Though his enigmatic persona is always present in his songs, some of Oldham’s most engaging tunes are those where he’s tempered his strangeness with the warm familiarity of classic country underpinnings. In 2004, his Greatest Palace Music collection took this approach into overdrive, re-recording new versions of some of his early outsider Americana songs in full Nashville regalia, with crack session players transforming the songs into traditional country and/or Western arrangements. The Purple Bird represents Oldham taking another swing at the time-honored Nashville sound.
Album producer David Ferguson (a longtime collaborator of Oldham’s who has also worked with Johnny Cash, Sturgil Simpson, and many other big names of country) co-wrote many of the songs, assembled a band, and connected a host of talented guests to bring the sessions to life.
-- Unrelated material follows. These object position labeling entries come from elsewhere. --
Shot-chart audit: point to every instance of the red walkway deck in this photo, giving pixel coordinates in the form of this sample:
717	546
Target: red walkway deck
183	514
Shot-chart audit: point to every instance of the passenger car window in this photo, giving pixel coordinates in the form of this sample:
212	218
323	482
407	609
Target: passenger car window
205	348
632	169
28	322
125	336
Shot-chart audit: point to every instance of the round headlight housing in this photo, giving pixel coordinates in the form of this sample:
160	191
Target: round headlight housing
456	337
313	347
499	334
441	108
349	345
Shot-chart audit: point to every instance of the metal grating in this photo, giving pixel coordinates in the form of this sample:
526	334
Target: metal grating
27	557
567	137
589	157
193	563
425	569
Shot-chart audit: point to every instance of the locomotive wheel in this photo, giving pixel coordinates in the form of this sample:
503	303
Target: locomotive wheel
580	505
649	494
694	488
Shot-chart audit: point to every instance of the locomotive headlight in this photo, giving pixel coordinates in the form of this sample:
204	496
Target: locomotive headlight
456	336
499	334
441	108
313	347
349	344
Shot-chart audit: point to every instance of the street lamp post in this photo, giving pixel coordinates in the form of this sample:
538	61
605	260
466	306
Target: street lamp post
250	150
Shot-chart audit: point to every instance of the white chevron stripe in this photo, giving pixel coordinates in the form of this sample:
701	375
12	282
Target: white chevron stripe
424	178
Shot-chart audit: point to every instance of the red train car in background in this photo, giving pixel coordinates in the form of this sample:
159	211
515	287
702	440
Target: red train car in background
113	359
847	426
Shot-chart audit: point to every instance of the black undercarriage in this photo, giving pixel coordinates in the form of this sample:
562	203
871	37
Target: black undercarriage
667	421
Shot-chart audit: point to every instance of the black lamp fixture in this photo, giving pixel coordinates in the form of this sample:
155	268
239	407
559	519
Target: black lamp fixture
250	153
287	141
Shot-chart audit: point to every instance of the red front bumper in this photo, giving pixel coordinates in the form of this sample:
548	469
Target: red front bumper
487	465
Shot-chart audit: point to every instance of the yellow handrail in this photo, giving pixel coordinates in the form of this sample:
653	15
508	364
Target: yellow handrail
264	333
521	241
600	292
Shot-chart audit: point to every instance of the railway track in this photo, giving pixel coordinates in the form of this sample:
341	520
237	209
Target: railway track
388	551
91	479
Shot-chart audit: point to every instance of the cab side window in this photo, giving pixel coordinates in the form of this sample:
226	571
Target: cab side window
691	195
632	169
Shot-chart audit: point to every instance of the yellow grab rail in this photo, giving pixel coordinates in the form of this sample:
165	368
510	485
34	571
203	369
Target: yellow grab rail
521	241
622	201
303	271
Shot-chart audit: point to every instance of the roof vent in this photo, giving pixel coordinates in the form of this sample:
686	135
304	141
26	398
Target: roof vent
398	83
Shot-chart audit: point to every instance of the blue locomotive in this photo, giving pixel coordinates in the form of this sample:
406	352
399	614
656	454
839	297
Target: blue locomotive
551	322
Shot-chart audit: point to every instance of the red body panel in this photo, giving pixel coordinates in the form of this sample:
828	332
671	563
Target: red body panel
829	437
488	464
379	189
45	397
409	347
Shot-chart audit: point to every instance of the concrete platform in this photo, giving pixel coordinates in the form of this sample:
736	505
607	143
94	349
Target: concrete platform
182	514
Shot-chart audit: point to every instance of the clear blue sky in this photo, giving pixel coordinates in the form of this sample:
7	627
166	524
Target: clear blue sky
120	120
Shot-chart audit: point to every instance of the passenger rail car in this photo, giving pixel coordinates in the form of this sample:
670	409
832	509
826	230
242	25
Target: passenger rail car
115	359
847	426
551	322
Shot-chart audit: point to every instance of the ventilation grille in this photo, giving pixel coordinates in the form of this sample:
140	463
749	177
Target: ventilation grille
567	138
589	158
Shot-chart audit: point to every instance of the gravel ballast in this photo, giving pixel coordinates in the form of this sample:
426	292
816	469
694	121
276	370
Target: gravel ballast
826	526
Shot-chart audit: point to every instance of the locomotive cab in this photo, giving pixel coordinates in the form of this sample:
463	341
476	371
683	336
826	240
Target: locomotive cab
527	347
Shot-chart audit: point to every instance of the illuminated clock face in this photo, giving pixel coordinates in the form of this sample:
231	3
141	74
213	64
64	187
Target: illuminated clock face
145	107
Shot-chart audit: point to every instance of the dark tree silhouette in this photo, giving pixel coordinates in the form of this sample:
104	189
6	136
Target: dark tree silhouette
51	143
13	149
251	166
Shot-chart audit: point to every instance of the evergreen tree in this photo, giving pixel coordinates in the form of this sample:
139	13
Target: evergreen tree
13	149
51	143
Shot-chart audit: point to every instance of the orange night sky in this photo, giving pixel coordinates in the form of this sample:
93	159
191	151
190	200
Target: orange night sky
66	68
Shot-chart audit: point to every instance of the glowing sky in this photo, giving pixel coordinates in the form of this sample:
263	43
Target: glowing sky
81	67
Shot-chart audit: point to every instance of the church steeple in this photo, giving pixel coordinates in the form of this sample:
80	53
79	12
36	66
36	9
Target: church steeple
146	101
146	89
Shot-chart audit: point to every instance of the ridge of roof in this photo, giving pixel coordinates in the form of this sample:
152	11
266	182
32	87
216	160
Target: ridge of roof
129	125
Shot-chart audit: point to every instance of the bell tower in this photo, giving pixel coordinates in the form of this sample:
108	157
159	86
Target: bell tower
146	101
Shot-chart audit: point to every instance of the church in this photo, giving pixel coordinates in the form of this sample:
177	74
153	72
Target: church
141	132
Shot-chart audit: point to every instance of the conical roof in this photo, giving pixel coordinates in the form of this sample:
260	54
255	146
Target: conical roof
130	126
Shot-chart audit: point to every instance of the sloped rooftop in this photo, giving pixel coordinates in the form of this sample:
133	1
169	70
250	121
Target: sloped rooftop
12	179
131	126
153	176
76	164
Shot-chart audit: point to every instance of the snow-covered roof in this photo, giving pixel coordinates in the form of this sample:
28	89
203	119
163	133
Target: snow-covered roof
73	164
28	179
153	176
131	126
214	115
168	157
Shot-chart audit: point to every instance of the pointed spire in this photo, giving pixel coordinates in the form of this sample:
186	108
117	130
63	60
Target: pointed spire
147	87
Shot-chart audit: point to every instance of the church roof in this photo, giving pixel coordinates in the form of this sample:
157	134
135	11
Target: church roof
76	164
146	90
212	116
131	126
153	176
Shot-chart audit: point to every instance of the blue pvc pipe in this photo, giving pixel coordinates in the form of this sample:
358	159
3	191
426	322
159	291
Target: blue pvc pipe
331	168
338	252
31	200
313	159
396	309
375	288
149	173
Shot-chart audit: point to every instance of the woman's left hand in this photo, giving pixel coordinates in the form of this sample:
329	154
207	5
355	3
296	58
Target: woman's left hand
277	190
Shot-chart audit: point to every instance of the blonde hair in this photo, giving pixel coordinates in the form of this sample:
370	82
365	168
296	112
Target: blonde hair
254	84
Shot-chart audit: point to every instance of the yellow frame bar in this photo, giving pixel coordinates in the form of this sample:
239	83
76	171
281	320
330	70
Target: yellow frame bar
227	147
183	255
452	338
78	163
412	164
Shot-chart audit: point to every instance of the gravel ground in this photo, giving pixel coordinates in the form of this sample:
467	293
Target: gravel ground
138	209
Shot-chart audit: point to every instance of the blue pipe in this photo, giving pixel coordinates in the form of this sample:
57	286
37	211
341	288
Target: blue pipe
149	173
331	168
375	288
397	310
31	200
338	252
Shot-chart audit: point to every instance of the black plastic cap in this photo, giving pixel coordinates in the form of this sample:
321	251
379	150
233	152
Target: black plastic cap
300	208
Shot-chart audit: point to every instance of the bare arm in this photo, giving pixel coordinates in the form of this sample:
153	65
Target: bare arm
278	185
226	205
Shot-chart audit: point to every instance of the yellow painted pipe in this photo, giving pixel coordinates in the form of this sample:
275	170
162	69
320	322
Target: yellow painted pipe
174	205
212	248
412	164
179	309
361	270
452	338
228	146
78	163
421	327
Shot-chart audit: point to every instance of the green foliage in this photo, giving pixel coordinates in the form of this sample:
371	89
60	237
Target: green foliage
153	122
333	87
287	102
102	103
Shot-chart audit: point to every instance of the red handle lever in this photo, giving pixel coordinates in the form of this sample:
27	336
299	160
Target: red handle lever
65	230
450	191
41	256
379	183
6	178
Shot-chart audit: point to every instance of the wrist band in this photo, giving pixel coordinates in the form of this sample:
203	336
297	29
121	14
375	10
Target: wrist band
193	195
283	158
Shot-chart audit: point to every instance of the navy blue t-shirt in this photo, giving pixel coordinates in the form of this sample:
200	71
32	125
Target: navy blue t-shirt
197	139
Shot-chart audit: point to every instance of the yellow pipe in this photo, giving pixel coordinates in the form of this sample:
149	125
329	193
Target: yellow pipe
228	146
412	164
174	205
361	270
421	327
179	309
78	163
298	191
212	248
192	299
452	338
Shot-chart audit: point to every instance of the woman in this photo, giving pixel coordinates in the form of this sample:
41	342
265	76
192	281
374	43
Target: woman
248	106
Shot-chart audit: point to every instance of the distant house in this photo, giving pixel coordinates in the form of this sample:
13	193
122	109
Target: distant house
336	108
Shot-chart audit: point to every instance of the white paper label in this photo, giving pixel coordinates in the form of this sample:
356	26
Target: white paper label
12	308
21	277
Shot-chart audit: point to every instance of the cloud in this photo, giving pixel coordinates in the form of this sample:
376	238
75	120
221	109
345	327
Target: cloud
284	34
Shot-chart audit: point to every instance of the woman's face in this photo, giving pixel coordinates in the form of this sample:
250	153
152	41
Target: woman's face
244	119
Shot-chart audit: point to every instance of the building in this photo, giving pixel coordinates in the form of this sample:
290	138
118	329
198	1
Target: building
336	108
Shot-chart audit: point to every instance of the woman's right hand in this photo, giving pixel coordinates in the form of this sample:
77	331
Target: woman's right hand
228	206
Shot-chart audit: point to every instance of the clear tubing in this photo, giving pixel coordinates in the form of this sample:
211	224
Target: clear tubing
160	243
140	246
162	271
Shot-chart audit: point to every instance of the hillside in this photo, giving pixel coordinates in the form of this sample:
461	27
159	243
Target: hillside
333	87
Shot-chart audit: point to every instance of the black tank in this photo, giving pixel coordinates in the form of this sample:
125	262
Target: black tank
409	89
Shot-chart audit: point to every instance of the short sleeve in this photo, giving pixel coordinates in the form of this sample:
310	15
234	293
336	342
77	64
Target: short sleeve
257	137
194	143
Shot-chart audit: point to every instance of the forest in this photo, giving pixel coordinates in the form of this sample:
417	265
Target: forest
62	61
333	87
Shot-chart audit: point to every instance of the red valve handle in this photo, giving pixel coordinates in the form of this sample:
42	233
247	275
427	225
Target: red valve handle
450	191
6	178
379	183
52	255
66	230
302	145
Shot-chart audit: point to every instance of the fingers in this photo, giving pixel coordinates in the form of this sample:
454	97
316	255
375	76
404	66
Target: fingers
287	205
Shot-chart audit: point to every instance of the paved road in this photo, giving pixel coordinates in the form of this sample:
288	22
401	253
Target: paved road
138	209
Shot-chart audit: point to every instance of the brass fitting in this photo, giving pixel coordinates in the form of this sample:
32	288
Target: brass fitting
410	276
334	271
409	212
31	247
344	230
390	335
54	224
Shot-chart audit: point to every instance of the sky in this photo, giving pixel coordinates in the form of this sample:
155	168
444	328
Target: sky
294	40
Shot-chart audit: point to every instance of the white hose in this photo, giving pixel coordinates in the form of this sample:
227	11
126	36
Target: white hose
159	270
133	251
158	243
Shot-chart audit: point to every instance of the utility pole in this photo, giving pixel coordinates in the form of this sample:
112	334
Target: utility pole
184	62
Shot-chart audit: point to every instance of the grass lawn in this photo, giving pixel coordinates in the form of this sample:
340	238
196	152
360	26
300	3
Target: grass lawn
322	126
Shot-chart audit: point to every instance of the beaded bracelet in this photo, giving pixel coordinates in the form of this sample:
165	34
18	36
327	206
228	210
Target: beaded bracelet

Ferguson’s hand on the album is best felt in its most lively moments, like the joyous “The Water’s Fine” with its chicken-scratch guitar leads and grinning fiddle parts or the timeless honky tonk bumble of “Tonight with the Dogs I’m Sleeping,” a hilarious drunkard’s lament that sees its flailing protagonist literally sleeping in the doghouse after a long night out. However, ballads like the beautifully melancholic “Boise, Idaho” and album standout “One of These Days (I’m Gonna Spend the Whole Night with You)” are just as powerful if more refined, both with gentle soft-rock melodic sensibilities that merge with dreamy pedal steel, electric piano, or mandolin augmentation to create an almost tropical take on the traditional country slow dance.
Oldham is the sole writer on several songs, including “Guns Are for Cowards,” which uses a buoyant and celebratory oompah instrumental as the backdrop for lyrics about horrific gun violence, the understated “Sometimes It’s Hard to Breathe,” and the horn-heavy mellowness of “New Water.” These songs are great, but they feel more in keeping with the sound of recent work like 2023’s Keeping Secrets Will Destroy You. The Purple Bird shines the brightest in its most collaborative moments. It’s when the band is in full swing that Oldham sounds tuned-in and excited (even giddy) to be crafting the kind of classic country record that he’s enjoyed so much himself.
The depth of the production helps deliver this feeling, elevating the sound of The Purple Bird to a place where all of its carefully placed details and rusty joy can be clearly heard, and even more markedly felt.